A new approach to handling factorial moment correlations through principal component analysis
Nikolaos Davis

TL;DR
This paper introduces a novel method using Principal Component Analysis to improve intermittency analysis of factorial moments in high-energy collision data, effectively handling scale correlations without data subdivision.
Contribution
It presents a new PCA-based approach to address correlations in factorial moments analysis, enhancing the detection of power-law scaling in high-energy physics data.
Findings
PCA effectively manages scale correlations in factorial moments analysis.
The method improves the reliability of intermittency analysis in critical point searches.
It eliminates the need for data subdivision in scale correlation handling.
Abstract
Intermittency analysis of factorial moments is a promising method used for the detection of power-law scaling in high-energy collision data.

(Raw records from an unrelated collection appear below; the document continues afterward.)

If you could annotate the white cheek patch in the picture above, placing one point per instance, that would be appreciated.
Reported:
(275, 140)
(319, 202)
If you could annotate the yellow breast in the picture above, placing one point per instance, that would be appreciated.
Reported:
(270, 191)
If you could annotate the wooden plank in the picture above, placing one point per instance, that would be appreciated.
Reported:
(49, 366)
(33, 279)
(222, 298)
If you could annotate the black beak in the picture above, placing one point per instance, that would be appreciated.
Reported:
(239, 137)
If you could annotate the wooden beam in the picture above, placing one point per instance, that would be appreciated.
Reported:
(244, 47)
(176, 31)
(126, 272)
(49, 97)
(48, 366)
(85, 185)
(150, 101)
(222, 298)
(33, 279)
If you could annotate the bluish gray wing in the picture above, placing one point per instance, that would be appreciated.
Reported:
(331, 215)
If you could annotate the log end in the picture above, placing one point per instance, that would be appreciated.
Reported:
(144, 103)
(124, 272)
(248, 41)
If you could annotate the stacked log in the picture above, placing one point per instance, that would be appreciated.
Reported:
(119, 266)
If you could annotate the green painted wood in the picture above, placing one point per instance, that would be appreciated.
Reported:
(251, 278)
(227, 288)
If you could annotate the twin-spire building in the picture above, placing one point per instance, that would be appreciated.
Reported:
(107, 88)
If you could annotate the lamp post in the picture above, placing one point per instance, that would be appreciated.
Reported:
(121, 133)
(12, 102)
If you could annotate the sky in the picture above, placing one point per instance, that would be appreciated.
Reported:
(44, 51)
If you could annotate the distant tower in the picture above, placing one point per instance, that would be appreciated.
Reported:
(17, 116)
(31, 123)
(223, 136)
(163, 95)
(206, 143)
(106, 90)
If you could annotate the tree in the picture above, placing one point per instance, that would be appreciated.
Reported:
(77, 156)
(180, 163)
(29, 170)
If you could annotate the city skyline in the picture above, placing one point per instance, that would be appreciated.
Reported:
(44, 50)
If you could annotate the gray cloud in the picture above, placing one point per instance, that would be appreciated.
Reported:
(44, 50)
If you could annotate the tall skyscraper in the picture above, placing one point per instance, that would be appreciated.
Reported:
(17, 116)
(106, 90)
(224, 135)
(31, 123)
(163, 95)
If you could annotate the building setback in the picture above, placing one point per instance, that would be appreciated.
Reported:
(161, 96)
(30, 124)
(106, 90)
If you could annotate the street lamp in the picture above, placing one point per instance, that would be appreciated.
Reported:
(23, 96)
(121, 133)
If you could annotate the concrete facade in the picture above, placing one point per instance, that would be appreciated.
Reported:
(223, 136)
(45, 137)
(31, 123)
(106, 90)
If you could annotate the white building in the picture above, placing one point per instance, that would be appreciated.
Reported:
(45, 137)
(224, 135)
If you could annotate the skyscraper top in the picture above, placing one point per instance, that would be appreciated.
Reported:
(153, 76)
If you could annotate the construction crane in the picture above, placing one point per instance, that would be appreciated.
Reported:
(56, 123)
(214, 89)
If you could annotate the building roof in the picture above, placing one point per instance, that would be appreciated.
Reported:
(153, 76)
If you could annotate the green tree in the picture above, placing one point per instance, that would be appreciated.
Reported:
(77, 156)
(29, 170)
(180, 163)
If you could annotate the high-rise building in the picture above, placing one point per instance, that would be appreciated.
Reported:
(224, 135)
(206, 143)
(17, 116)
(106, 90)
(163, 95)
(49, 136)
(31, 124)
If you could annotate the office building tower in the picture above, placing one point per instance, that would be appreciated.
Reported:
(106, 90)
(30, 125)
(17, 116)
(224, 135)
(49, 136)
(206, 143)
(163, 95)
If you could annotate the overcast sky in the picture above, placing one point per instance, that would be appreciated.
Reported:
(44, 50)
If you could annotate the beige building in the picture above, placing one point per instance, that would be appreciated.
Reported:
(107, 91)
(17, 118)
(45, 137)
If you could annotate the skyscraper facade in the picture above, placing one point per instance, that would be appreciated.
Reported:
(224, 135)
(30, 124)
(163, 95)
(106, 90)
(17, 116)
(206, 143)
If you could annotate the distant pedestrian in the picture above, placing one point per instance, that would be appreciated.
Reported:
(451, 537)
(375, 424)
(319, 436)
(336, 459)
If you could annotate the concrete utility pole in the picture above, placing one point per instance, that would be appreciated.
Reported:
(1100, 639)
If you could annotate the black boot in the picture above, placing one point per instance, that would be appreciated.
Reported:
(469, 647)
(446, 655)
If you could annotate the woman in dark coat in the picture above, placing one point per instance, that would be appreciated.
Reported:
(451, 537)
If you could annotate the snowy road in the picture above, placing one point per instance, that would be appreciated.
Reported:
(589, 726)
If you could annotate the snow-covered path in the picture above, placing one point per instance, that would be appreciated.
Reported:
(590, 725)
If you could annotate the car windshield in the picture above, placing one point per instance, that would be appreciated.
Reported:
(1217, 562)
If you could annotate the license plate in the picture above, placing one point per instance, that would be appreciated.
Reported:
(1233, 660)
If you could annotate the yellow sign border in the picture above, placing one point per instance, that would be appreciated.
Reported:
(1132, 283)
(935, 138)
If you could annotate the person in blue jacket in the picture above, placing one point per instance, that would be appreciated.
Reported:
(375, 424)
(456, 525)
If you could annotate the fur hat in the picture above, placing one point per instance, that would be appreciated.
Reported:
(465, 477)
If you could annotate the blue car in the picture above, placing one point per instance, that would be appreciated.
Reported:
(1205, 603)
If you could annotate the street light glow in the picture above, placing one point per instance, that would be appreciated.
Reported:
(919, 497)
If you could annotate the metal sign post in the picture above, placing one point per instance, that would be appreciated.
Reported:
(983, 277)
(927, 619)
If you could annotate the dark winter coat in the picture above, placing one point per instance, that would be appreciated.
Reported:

In particular, it has been employed in the search of fluctuations characteristic of the critical point (CP) of strongly interacting matter. However, intermittency analysis has been hindered by the fact that factorial moments measurements corresponding to different scales are correlated, since the same data are conventionally used to calculate them. This invalidates many assumptions involved in fitting data sets and determining the best fit values of power-law exponents. We present a novel approach to intermittency analysis, employing the well-established statistical and data science tool of Principal Component Analysis (PCA). This technique allows for the proper handling of correlations between scales without the need for subdividing the data sets…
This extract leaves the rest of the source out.